The Cottage is a Grade II listed building in the Thanet local planning authority area, England. First listed on 7 June 2017. Cottage.
The Cottage
- WRENN ID
- final-lantern-river
- Grade
- II
- Local Planning Authority
- Thanet
- Country
- England
- Date first listed
- 7 June 2017
- Type
- Cottage
- Source
- Historic England listing
Description
The Cottage is a 17th-century farm cottage that was later incorporated into the Westwood Lodge estate, sometime after the mid-19th century. The cottage is built of knapped flint with flint galleting, brick dressings, and has a gabled tiled roof with external brick chimneystacks.
The original plan was of a single-storey and attic, two-bay cottage with end external chimneystacks. Internally, it originally comprised two rooms on each floor, featuring end fireplaces and a winder staircase. A single-storey addition to the north was built later, but before 1876, providing an additional ground floor room.
The main northwest-facing front has a sloping roof with two gabled dormers, tripartite casement windows, and a projecting red brick porch with a Flemish gable and plank door on the south side. The northern addition has a separate entrance with a plank door. The southwest end displays kneelers on the gable and a wide projecting brick chimneystack with 17th-century brickwork, ribbed near the tapering top. The southeast elevation features one dormer window, several casement windows, and a ground floor entrance. Flint and brick boundary walls are attached on the east, south and west sides.

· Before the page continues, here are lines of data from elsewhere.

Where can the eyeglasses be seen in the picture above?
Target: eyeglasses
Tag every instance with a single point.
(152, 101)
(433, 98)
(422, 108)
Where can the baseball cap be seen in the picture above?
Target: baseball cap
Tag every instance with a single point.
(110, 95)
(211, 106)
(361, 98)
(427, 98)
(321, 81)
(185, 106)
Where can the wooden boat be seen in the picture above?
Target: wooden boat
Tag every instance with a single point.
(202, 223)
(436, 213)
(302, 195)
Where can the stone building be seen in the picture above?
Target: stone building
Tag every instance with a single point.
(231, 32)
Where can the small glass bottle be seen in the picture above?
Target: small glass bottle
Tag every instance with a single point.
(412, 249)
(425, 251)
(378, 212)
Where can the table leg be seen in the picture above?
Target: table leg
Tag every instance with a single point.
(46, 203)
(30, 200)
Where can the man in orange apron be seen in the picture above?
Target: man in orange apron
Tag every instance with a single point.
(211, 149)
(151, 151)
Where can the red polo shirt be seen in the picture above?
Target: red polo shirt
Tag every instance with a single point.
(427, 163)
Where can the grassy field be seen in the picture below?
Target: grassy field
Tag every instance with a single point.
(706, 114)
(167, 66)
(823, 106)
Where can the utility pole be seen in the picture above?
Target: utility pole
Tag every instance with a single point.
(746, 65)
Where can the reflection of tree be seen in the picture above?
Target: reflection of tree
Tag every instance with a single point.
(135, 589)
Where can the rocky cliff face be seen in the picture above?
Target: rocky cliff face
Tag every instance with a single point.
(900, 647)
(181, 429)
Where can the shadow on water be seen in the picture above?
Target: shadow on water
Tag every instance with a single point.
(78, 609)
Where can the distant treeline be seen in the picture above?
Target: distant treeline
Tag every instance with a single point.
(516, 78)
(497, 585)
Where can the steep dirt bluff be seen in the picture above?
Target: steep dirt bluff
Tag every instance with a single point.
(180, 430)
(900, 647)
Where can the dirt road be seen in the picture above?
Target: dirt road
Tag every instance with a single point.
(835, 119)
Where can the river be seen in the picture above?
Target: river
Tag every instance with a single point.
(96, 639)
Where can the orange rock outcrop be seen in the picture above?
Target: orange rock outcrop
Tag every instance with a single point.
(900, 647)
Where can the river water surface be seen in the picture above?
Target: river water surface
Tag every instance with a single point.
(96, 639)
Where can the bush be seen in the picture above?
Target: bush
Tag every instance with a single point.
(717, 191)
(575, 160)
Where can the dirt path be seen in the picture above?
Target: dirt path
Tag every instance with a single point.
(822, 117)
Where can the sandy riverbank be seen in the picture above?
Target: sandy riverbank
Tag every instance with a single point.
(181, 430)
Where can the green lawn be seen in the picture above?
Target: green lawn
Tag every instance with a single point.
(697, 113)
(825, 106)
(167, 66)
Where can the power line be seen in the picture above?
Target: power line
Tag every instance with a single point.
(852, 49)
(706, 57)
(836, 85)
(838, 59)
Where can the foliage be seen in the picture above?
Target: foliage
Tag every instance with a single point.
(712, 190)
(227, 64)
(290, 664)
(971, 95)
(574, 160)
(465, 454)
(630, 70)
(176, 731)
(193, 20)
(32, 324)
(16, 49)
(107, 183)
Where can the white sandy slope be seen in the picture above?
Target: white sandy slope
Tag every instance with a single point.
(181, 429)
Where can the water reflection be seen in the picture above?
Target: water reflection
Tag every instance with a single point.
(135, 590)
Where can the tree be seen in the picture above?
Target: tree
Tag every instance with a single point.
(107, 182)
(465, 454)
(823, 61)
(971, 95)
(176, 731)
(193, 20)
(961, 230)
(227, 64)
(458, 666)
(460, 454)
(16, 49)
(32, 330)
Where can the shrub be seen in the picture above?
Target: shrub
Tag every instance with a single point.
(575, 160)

Inside, the central room is accessed through the porch and features a chamfered spine beam with lamb's tongue stops and exposed floor joists. The northern end of this room contains an open fireplace with 19th-century brickwork, though the chamfered bressumer is older. The southern room originally had a fireplace associated with the 17th-century external chimneystack. It may have originally had exposed floor joists, but now has a spine beam dating to the late 18th or early 19th century. A horizontal beam, originally a wallplate within the junction of the ground floor rooms, has visible rafter sockets. The north ground floor room now contains 20th-century kitchen fittings. A staircase of wooden winding steps, dating to the late 18th or early 19th century, is located near the southeast end, ascending to the upper floor. The upper floor retains a plank door with pintle hinges to the north bedroom and a ledged plank door to the south bedroom, the north bedroom retaining the top of a brick chimneystack. There is no access into the roof space.